Дмитрий Николаевич Голубков - Пленный ирокезец стр 13.

Шрифт
Фон

— Господи… Да как же это… Да что же это… — вздыхая, лепетал время от времени министр, но шепот этот лишь подстрекал азарт Сашки. Государь не прерывал: возможно, ему по душе пришлась молодая удаль студенческой буффонады. Особо непристойные слова Сашка или выпускал, или, импровизируя с лету, заменял более удобными для произношенья:

Веселье наглое играет

В его закатистых глазах,

И сквернословие летает

На пылких юноши устах…

Кричит… Пунш плещет, брызжет пиво;

Графины, рюмки дребезжат!

И вкруг гуляки молчаливо

Рои трактирщиков стоят…

Махнул — и бубны зазвучали,

Как гром по тучам прокатил,

И крик цыганской «Черной шали»

Трактира своды огласил;

И дикий вопль и восклицанья

Согласны с пылкою душой,

И пал студент в очарованьи

На перси девы молодой…

Николай любил музыку, ценил хорошее пение и сам недурно певал в домашнем кругу довольно обработанным баритоном. Случилось ему в юности сочинить два-три стихотворных французских экспромта, и его уверили, что он, несомненно, врожденный ценитель прекрасного. Последнее время он все более утверждался в мысли, что он un génie manquéискусства, что душа его создана для гармонических созвучий, и утешался другой мыслию, не менее лестной: что отечество, волнуемое подпольными смутами и прямыми, хоть и скоро удушаемыми, бунтами, нуждается более в твердой власти, в сильном офицерском окрике, нежели в сладкозвучных руладах лирических.

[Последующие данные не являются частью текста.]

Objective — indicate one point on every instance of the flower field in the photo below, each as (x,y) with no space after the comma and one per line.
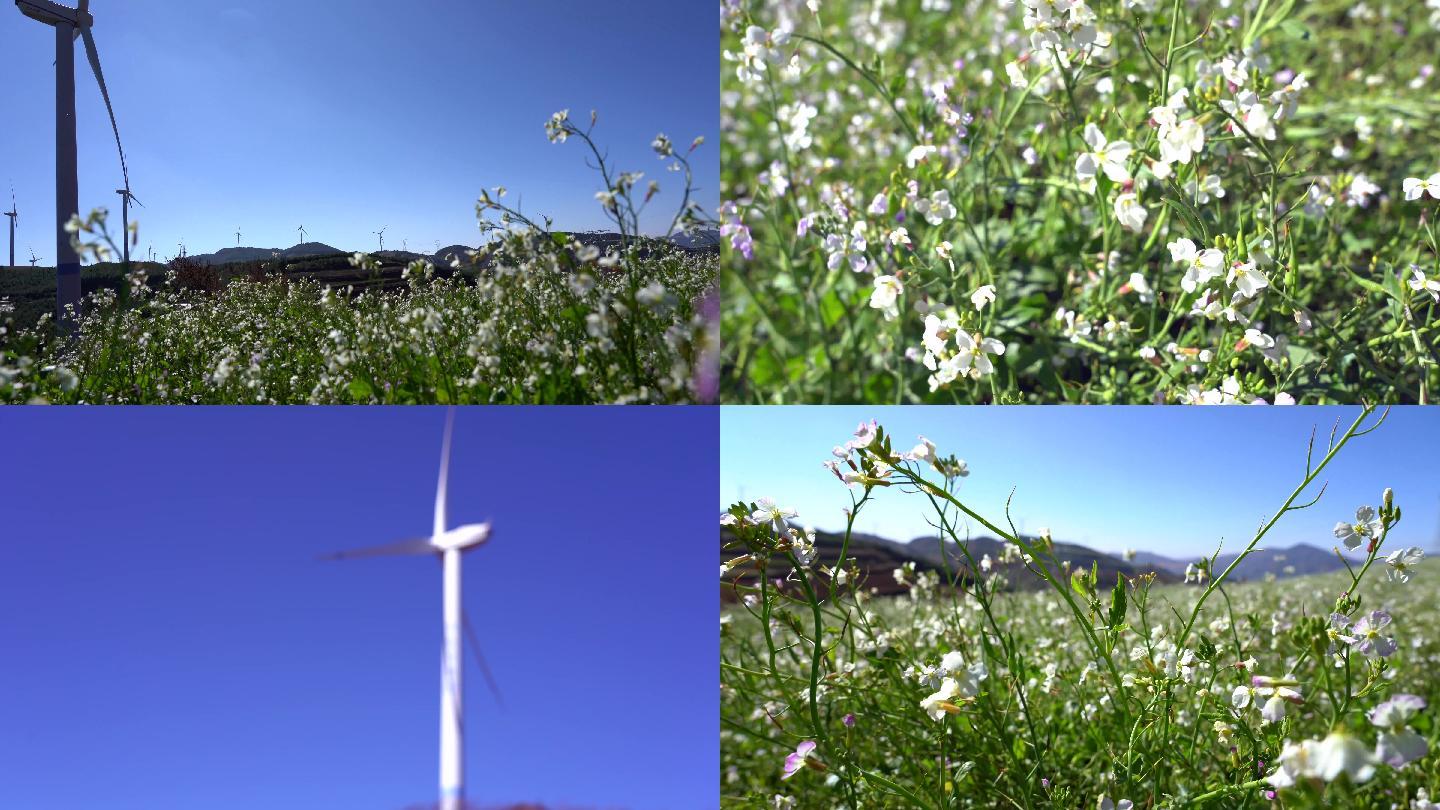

Существовал Пушкин, человек неблагонадежный, но даровитый, с хорошим слогом, отличающимся плавностью и легкостью. Стихи нового сочинителя дышали явной энергией, но были варварски грубы, худо отделаны. Неряшливые рифмы и простонародные обороты этого неопрятного творения резали музыкальный слух императора. К тому же иные места представлялись совершенно возмутительными — крамольней пушкинских! Это был явно рылеевский заквас; это надлежало остановить.

Хорош философ был Сенека,

Еще умней — Платон мудрец.

Но через два или три века

Они, ей-ей, не образец.

И в тех и в новых шарлатанах

Лишь скарб нелепостей одних.

Да и весь свет наш на обманах

Или духовных, иль мирских,—

во весь опор гнал Сашка.

Он их терпеть не мог до смерти, И в метафизику его Никто: ни ангелы, ни черти, Ни обе книги1, ничего Ни так, ни этак не входили, И как ученый муж Платон Его с Сократом ни учили, Чтобы бессмертью верил он, Он ничему тому не верит: <Все это сказки», — говорит, Своим аршином бога мерит И в церковь гроша не дарит.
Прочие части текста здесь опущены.